— Давай, — примирительно скривилась я и приложила ладонь к стволу.
Дуб, выбранный мной уже не впервые, откликался поначалу без особой радости. Но, со временем, видно, понял, что никуда от этой настырной полукровки не деться (без ног то). И даже стал втягиваться в диалог. Вот и сегодня, приняв от меня очередное «У нас все хорошо», сначала, для порядка, вздохнул, а потом поинтересовался:
— «Зачем ты шумишь?»
— Зачем? — даже удивилась я. — Чтобы услышали. Точнее, услышал. А что, мы тебя раздражаем?
— «Нет», — хладнокровно отозвался дуб. — «Я — выше любого шума. И вижу теперь, что скоро его будет очень много. И с неба и с земли. Так что, готовься».

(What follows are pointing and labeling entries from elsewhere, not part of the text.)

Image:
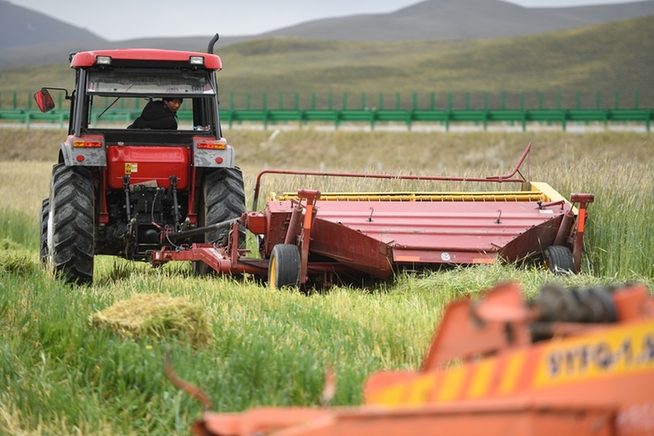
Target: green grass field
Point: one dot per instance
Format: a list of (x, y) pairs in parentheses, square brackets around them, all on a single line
[(60, 374)]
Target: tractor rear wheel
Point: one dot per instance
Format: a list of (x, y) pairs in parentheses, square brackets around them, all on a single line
[(559, 260), (70, 240), (223, 199), (284, 266), (45, 216)]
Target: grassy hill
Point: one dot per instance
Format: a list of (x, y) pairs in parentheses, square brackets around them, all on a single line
[(607, 58)]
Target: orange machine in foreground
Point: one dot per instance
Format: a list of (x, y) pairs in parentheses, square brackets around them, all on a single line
[(578, 362)]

— Что? — сузила я на дерево глаза. Очередное пророчество?
— Евся, ты о чем?
— Да все о том же… Погода скоро изменится. И вообще, пошли домой, — подорвавшись с места, поскакала по скалистому склону…
ГЛАВА 7
— Нет, я не буду это слушать! Это же чистейший бред! И… — замерла я с разинутым ртом, подбирая нужное слово. — профанация!
— Да погоди ты! — Стах, со смехом словивший меня за ногу, был совершенно иного мнения. От того, видно, и веселился. — Ну, интересно же. Дай я дочитаю всю статью.
— Тебе интересно, ты и читай. Да там вообще не я, а какая-то… О-ой!
— Вот так-то, — откорректировал он мое «возвращение».
Я же, приземлившись обратно на раскинутое в траве покрывало, скрестила на груди руки:
— Хам… Ладно, читай, но, я буду высказываться.
— Хорошо. Только не по голове, — откинулся мужчина на спину и вновь развернул над собой газету. — Угу… Читаю дальше: «Юная дриада, преисполненная решимости восстановить справедливость, не колебалась ни секунды. Она сама предложила хитроумный план по возвращению Кентаврийской Омеги и сыграла в нем…
— Сама предложила, сама и сыграла, — хмуро вставила я. — Причем, и предлагала тоже самой себе…
— … одну из главных и очень рискованных миссий, — с нажимом продолжил чтец.
— Это почему же, «одну из главных»? Других физиономий в опочивальне Ольбега я что-то не лицезрела.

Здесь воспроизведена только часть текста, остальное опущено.